A 32-year old G3P2 female at 26 and 4/7 weeks gestation presented to our labor and delivery unit as a transfer for management of preeclampsia with severe features and progressive aortic root dilation. She had a significant history of chronic aortic root dilation, unicuspid aortic valve with moderate aortic stenosis, asthma, and systemic lupus erythematosus. A 2D echocardiogram performed prior to transfer showed an aortic root dilation to 4.7 cm from her baseline of 4.4 cm, which had been stable since 2012. Upon presentation, patient had severe range blood pressures despite increasing doses of intravenous labetalol, prompting arterial line placement and initiation of a nicardipine infusion. Although fetal heart rate tracings remained reassuring, the decision was made to pursue urgent primary low-transverse cesarean delivery given uncontrolled blood pressures with evidence of worsening aortic root dilation. The patient underwent an uncomplicated cesarean delivery under dural-puncture epidural anesthesia, incrementally dosed with 15mL of 2% lidocaine with 1:200,000 epinephrine and sodium bicarbonate and 100mcg fentanyl. A low dose phenylephrine infusion was used to maintain systolic blood pressures between 120-140 mmHg. Epidural infusion was maintained for post-operative pain control. On post-operative day one, a thoracic aorta CT angiogram showed further progression of her aortic root to 5.2 cm. She ultimately underwent a Bentall procedure at ten weeks postpartum.

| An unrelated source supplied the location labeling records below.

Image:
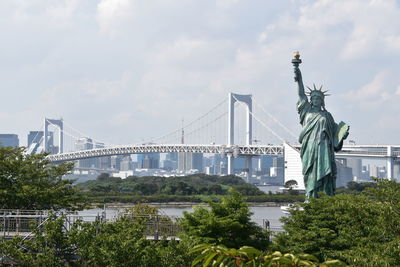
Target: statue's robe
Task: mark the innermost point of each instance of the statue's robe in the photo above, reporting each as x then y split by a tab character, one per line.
319	141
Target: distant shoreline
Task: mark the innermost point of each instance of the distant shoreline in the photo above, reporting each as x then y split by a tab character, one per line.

The majority of dissections during pregnancy occur during the third trimester or peripartum.2 Marked hypertension should be prevented in patients at risk for aortic dissections; however, our patient had a competing hemodynamic goal of maintaining adequate preload due to her history of aortic stenosis. A dural-puncture epidural was deemed the safest anesthetic plan to achieve these hemodynamic parameters.